Tongkat Delapan Naga yang tahu kalau lawan tak bersungguh-sungguh, semakin bernafsu melancarkan serangan. Tongkatnya yang berkepala naga berkelebatan menyambar secepat kilat memburu sasarannya.

Panji mau tak mau mengeluarkan ilmu andalannya guna mengatasi gencarnya serangan lawan. Kalau tidak, dirinya bisa celaka, bahkan mungkin tewas di tangan Tongkat Delapan Naga yang semakin ganas dalam melancarkan serangannya itu.

“Heaa...!”

Whuukkkk!

Memasuki jurus yang kelima puluh, tongkat berkepala naga menyambar datar mengarah pinggang lawan. Dengan cepat Panji menggeser tubuh sambil menepiskan tongkat dengan kibasan tangan kirinya yang sudah dilindungi ‘Tenaga Sakti Gerhana Bulan’.

“Hih...!”

Takkkk!

“Heh...?!”

Tongkat Delapan Naga terpekik kaget. Sambaran tongkatnya berhasil dipapaki lawan hingga menyeleweng ke samping. Di samping itu lengannya dirasakan tergetar disertai ada hawa dingin menyusup melalui tongkatnya. Kejadian ini membuat Tongkat Delapan Naga melompat mundur sejauh satu tombak. Sepasang matanya yang tajam menatap sosok lawan seolah baru sekarang menyadari siapa sebenarnya pemuda tampan berjubah putih yang menjadi lawannya itu.

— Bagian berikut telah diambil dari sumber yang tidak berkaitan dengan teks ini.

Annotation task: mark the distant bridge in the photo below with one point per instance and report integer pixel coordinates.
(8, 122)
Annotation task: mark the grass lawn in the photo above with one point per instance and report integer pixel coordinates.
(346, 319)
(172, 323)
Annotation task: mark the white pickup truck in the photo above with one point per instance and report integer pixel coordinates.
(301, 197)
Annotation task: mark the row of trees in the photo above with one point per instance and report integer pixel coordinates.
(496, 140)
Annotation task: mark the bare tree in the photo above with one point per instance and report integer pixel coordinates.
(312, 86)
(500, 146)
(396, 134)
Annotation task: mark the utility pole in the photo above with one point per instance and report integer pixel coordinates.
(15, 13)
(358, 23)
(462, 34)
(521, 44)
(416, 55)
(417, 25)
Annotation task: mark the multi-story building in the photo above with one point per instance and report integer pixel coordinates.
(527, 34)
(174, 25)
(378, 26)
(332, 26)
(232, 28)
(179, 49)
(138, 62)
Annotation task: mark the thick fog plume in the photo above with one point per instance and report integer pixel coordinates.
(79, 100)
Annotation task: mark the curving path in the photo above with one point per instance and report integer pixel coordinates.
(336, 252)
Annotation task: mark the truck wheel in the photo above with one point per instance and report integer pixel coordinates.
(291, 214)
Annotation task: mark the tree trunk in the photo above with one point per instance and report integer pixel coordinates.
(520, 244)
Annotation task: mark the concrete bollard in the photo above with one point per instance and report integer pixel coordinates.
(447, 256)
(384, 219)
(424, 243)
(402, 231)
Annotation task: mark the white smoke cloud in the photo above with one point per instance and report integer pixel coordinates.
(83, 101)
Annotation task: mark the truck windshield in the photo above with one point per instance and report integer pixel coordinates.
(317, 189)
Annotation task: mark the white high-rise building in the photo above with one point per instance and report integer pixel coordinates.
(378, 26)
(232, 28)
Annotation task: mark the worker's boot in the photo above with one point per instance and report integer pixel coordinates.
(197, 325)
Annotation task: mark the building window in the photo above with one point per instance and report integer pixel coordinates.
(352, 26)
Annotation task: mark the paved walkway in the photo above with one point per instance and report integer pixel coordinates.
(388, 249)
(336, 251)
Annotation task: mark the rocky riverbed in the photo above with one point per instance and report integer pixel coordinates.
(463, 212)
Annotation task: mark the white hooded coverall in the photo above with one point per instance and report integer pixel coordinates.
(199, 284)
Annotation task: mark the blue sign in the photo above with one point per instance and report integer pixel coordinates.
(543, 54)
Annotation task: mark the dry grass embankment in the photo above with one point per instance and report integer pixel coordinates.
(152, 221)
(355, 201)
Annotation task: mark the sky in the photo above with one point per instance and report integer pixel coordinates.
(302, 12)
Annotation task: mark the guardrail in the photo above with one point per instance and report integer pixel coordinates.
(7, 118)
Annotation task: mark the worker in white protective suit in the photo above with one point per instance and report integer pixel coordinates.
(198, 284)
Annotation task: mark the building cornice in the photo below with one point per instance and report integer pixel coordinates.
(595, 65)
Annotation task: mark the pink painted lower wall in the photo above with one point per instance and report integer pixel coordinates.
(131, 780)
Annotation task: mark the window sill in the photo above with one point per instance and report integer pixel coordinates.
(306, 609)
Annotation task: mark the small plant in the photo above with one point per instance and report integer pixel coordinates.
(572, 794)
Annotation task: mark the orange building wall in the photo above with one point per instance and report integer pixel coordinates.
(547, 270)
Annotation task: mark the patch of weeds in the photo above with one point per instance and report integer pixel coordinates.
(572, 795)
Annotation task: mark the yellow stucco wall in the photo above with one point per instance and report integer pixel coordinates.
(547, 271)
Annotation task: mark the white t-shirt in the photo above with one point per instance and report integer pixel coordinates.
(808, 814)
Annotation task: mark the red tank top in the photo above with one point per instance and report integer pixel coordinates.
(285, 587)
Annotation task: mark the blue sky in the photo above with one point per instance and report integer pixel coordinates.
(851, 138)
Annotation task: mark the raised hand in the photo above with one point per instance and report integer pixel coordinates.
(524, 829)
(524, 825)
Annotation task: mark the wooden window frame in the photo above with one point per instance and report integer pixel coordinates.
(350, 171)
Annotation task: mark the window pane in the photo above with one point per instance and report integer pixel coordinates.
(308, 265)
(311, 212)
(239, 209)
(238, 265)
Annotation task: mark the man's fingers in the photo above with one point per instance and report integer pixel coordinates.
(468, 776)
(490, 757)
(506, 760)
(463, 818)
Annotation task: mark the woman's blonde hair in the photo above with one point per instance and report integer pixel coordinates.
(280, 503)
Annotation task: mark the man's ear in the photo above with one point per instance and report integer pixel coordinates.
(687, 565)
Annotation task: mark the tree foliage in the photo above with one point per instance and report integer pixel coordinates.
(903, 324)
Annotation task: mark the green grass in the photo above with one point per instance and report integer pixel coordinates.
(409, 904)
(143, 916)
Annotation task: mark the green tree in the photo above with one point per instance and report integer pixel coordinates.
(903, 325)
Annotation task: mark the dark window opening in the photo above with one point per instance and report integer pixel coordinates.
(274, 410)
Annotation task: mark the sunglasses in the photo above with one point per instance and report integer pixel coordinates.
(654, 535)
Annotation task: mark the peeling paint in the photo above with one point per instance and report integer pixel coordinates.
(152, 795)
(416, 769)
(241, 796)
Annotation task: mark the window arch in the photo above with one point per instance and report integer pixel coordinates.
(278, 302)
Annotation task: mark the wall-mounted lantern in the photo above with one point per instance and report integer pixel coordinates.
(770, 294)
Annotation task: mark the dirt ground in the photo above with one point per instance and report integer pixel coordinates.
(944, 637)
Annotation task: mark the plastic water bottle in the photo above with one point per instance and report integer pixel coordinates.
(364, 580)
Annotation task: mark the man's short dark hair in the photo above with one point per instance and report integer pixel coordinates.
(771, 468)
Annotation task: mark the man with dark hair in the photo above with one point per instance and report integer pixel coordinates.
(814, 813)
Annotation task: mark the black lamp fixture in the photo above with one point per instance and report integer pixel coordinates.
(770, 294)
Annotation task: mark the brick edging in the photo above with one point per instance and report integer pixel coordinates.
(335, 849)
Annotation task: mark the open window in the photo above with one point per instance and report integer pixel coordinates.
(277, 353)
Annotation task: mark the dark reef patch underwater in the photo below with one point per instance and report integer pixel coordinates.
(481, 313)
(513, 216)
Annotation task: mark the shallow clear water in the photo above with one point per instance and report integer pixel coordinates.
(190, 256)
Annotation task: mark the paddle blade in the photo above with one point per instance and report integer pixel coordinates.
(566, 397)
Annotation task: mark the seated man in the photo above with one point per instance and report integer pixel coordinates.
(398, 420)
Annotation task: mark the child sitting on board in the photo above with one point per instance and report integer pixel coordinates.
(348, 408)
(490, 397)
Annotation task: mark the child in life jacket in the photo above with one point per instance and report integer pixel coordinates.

“Hm..., Bocah! Kaukah yang dijuluki sebagai Pendekar Naga Putih? Bukankah jurus-jurus yang kau pergunakan adalah ‘Ilmu Silat Naga Sakti’?” tanya Tongkat Delapan Naga dengan mata membelalak. “Hmmm..., aku tahu tangkisanmu tadi memakai ‘Tenaga Sakti Gerhana Bulan’, bukan? Benar-benar hebat, membuat aku semakin bersemangat untuk mengalahkanmu,” lanjutnya seraya menatap tajam wajah Pendekar Naga Putih, seakan ingin meyakinkan dugaannya.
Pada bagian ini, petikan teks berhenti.